优化 Haskell 函数以防止堆栈溢出
我正在尝试创建一个函数,使用遗传算法递归地玩所有可能的井字游戏,然后返回一个元组(赢,输,平)。然而,当像这样调用时,下面的函数总是会溢出堆栈:
scoreOne :: UnscoredPlayer -> [String] -> ScoredPlayer
scoreOne player boards = ScoredPlayer (token player) (chromosome player) (evaluateG $! testPlayer player boards)
...
let results = map (\x->scoreOne x boards) players
print (maximum results)
其中players是染色体列表。溢出不会仅在 1 名玩家中发生,而是在 2 名玩家中发生。
编辑:如果按以下方式调用该函数,则不会溢出堆栈。
let results = map (\player -> evaluateG (testPlayer player boards)) players
print (maximum results)
但是,以下方式确实会导致堆栈溢出。
let results = map (\player -> ScoredPlayer (token player) (chromosome player) (evaluateG $! testPlayer player boards)) players
作为参考,ScoredPlayer 定义为(字符串是玩家标记,[Int] 是染色体,Float 是分数):
data ScoredPlayer = ScoredPlayer String ![Int] !Float deriving (Eq)
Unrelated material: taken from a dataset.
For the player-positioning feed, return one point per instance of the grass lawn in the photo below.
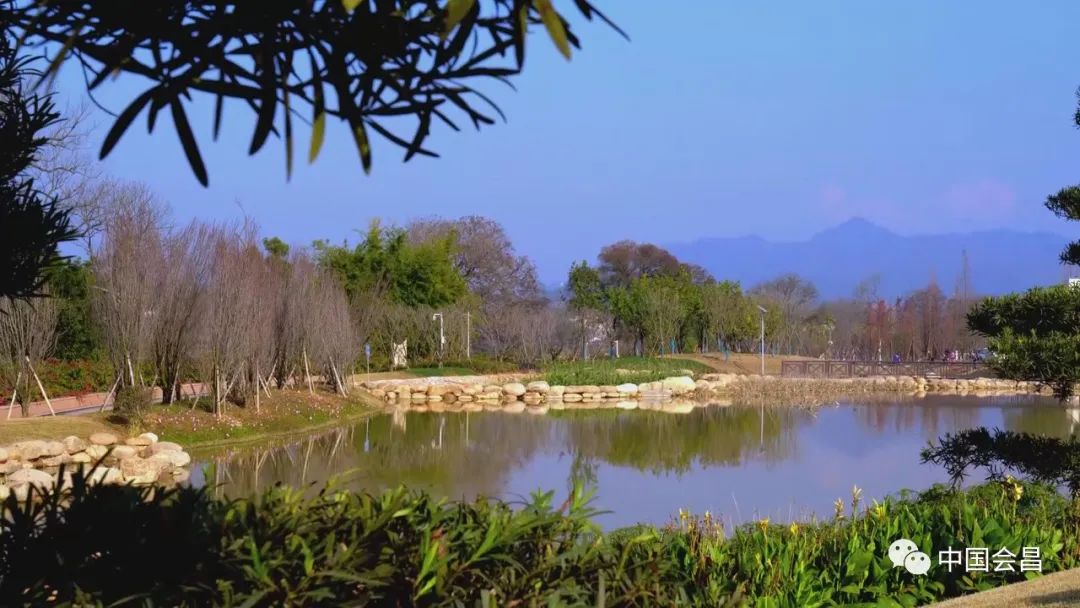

根据我对 Haskell 的了解,playAll'< /code> 函数不是尾递归的,因为我使用的 foldl' 调用正在对函数结果执行进一步处理。但是,我不知道如何消除 foldl' 调用,因为需要它来确保玩所有可能的游戏。有什么方法可以重构函数,使其成为尾递归(或者至少不会溢出堆栈)?
预先感谢,并对大量代码清单表示歉意。
playAll' :: (Num a) => UnscoredPlayer -> Bool -> String -> [String] -> (a,a,a) -> (a,a,a)
playAll' player playerTurn board boards (w,ls,t)=
if won == self then (w+1,ls,t) -- I won this game
else
if won == enemy then (w,ls+1,t) -- My enemy won this game
else
if '_' `notElem` board then (w,ls,t+1) -- It's a tie
else
if playerTurn then --My turn; make a move and try all possible combinations for the enemy
playAll' player False (makeMove ...) boards (w,ls,t)
else --Try each possible move against myself
(foldl' (\(x,y,z) (s1,s2,s3) -> (x+s1,y+s2,z+s3)) (w,ls,t)
[playAll' player True newBoard boards (w,ls,t)| newBoard <- (permute enemy board)])
where
won = winning board --if someone has one, who is it?
enemy = (opposite.token) player --what player is my enemy?
self = token player --what player am I?
I'm trying to create a function that recursively plays all possible games of tic-tac-toe using a genetic algorithm, and then returns a tuple of (wins,losses,ties). However, the function below always overflows the stack when called like this:
scoreOne :: UnscoredPlayer -> [String] -> ScoredPlayer
scoreOne player boards = ScoredPlayer (token player) (chromosome player) (evaluateG $! testPlayer player boards)
...
let results = map (\x->scoreOne x boards) players
print (maximum results)
where players is a list of chromosomes. The overflow doesn't occur with only 1 player, but with two it happens.
EDIT: If the function is called in the following way, it does not overflow the stack.
let results = map (\player -> evaluateG (testPlayer player boards)) players
print (maximum results)
However, the following way does overflow the stack.
let results = map (\player -> ScoredPlayer (token player) (chromosome player) (evaluateG $! testPlayer player boards)) players
For reference, ScoredPlayer is defined as (the string is the player token, [Int] is the chromosome, and Float is the score):
data ScoredPlayer = ScoredPlayer String ![Int] !Float deriving (Eq)
From what I know of Haskell, the playAll' function isn't tail-recursive because the foldl' call I'm using is performing further processing on the function results. However, I have no idea how to eliminate the foldl' call, since it's needed to ensure all possible games are played. Is there any way to restructure the function so that it is tail-recursive (or at least doesn't overflow the stack)?
Thanks in advance, and sorry for the massive code listing.
playAll' :: (Num a) => UnscoredPlayer -> Bool -> String -> [String] -> (a,a,a) -> (a,a,a)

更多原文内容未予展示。